Ori slit a curious glance at me. “Why do you need to see the Prince?”
“He is the only one with legitimate authority over the Apogee Course. I need him to grant me access so that I can go home.”
“Go home? You do not belong here I suppose.”
“No. I’m from –” I hesitated. “I’m from one of the alternative realities.”
Ori straightened and seemed distracted by something in the distance. I followed his eyeline and was startled to see the sun muddled by a foray of dark clouds, like the luster had been stolen from its once smooth surface.
When my eyes returned, I staggered to find his face just inches away from mine.
“Sasha,” he whispered into my ears. “I’m only telling you this.” I stiffened, when I felt his hot breath on my cheeks. “Protect the TimeBook because it will take you to where you should go.
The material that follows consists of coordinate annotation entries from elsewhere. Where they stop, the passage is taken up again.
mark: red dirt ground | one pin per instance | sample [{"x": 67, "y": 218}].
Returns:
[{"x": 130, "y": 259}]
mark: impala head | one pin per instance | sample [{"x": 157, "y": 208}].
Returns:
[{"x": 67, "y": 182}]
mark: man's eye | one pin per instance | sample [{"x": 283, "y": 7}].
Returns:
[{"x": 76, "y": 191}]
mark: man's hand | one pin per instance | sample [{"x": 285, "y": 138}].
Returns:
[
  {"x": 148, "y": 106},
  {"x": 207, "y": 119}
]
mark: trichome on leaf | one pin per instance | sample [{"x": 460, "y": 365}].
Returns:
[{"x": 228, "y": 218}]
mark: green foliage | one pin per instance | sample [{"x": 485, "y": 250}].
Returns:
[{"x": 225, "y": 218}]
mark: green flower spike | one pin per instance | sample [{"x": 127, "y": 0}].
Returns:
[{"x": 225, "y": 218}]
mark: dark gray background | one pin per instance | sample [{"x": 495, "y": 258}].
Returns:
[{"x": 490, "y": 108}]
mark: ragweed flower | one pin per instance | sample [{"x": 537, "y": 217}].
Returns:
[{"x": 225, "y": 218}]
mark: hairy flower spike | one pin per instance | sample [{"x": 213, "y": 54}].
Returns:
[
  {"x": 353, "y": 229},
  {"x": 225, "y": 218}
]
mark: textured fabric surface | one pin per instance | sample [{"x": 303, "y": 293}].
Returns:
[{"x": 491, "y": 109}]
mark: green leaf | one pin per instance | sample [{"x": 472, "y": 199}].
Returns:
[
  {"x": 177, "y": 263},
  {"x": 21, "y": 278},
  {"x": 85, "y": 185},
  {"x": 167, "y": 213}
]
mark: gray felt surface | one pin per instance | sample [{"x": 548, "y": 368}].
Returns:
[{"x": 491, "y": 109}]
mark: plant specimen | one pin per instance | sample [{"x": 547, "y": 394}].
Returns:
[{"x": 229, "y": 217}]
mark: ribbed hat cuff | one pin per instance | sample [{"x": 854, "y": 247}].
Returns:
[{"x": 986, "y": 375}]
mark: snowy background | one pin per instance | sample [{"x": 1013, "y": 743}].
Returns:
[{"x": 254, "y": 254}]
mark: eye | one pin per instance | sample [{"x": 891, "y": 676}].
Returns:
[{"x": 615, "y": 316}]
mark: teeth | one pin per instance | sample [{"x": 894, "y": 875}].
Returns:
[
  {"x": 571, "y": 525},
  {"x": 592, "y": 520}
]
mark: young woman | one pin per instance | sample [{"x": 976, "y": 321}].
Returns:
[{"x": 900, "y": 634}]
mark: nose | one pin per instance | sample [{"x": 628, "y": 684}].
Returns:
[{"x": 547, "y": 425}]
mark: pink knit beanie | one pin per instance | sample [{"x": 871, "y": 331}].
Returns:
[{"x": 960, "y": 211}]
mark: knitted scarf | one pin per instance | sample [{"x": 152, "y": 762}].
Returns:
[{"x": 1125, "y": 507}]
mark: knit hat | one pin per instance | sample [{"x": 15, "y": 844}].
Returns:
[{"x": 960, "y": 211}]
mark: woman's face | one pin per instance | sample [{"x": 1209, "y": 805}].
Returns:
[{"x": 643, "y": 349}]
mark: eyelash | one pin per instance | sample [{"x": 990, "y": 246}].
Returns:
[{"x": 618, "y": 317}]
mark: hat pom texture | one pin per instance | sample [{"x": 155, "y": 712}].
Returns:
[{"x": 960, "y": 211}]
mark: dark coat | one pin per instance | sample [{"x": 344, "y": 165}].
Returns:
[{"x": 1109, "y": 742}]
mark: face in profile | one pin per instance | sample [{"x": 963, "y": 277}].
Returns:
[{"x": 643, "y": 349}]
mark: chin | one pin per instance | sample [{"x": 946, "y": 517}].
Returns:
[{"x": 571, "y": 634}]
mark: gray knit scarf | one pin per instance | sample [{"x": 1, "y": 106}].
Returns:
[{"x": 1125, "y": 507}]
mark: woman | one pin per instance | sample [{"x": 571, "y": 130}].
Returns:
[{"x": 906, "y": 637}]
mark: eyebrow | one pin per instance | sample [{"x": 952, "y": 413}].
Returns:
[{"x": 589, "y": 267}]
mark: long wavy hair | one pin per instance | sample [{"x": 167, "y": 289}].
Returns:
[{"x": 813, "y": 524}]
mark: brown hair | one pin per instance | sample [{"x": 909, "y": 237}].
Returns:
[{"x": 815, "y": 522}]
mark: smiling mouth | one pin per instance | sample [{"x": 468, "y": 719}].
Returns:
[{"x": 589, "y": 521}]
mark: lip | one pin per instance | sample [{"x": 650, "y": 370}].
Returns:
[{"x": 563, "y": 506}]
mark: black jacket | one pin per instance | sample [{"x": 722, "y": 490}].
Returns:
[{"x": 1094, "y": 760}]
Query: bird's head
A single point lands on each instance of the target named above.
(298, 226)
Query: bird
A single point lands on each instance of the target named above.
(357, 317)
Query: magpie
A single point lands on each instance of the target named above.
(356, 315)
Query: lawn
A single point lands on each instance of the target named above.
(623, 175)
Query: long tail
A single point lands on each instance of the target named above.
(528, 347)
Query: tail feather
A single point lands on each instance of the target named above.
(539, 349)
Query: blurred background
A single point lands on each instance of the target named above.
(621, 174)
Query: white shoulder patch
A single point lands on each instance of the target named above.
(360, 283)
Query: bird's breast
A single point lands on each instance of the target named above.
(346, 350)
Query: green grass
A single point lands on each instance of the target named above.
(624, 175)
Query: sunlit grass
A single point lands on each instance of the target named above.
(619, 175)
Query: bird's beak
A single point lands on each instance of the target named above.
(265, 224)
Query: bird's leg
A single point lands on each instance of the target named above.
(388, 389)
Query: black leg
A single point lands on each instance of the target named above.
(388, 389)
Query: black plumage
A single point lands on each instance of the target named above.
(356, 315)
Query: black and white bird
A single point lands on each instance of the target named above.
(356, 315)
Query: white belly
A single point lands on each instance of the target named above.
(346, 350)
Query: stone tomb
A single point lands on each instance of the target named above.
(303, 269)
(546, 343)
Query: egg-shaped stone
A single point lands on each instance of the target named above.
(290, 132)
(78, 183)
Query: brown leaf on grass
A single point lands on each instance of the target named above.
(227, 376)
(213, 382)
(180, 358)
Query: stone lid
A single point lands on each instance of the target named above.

It will show you the way at critical points. Do not ever give it to anyone, not even the Prince.”
His request was very strange and the last part startled me the most. Why was he telling me not to give the TimeBook to the Prince?
I scanned his expression for an answer. But his face revealed nothing, and his wing bars raised high as if deterring me from my quest.
I was still processing what he said, when he began backing away. He moved slowly at first, and then picked up speed.
In a flash he sprang to his feet and dashed off the ground. The sudden gusts of wind pulled ringlets, as I watched him fly into the murky sky. The mysteriousness of his presence burned in my head, even after the outline of his figure merged into the clouds.
“You look stricken. What did he tell you?” Bulkee asked.
I pursed my lips together. The notion that Ori had told me something in private made only one thing clear. He didn’t want his words repeated. “Nothing,” I shrugged.
Bulkee gaped at me with the cold glare of distrust. But I didn’t budge. There was nothing unjust or unfair about keeping it to myself, because he had been the one who was definitely hiding something from me.
“Bulkee. What do you think of Ori?” I asked, deflecting his prolonged stare. I didn’t want to address our fight earlier.
“He saved us and that was impressive,” Bulkee replied. He seemed to have forgotten about our bickering. Or maybe that was how he spoke.
“I know,” I said. “I can’t imagine what would have happened, if Ori didn’t.”
“But I can’t figure him out. There’s something empty about his presence.”
“What do you mean ‘empty’? Like mysterious?”
“No. Not just mysterious. I mean empty as in hollow like a part of him was not there. He had such a remarkably hollow presence that I couldn't establish his identity,” Bulkee said.
“But he had saved us,” I said.
“True,” Bulkee thought for a while. “Listen. Ears. Whatever he had told you, don’t trust all of it, because I just can’t be sure with the empty presence I felt. Something’s of.”
I mentally shook my head. I didn’t want to start another argument with this melodramatic pear.
But which one of them can I really trust?
Bulkee with his incoherent statements?
Or Ori with his strange request?
My temple began to throb with a dull pain. The only thing clear to me was that the challenges of returning home lay beyond my imagination.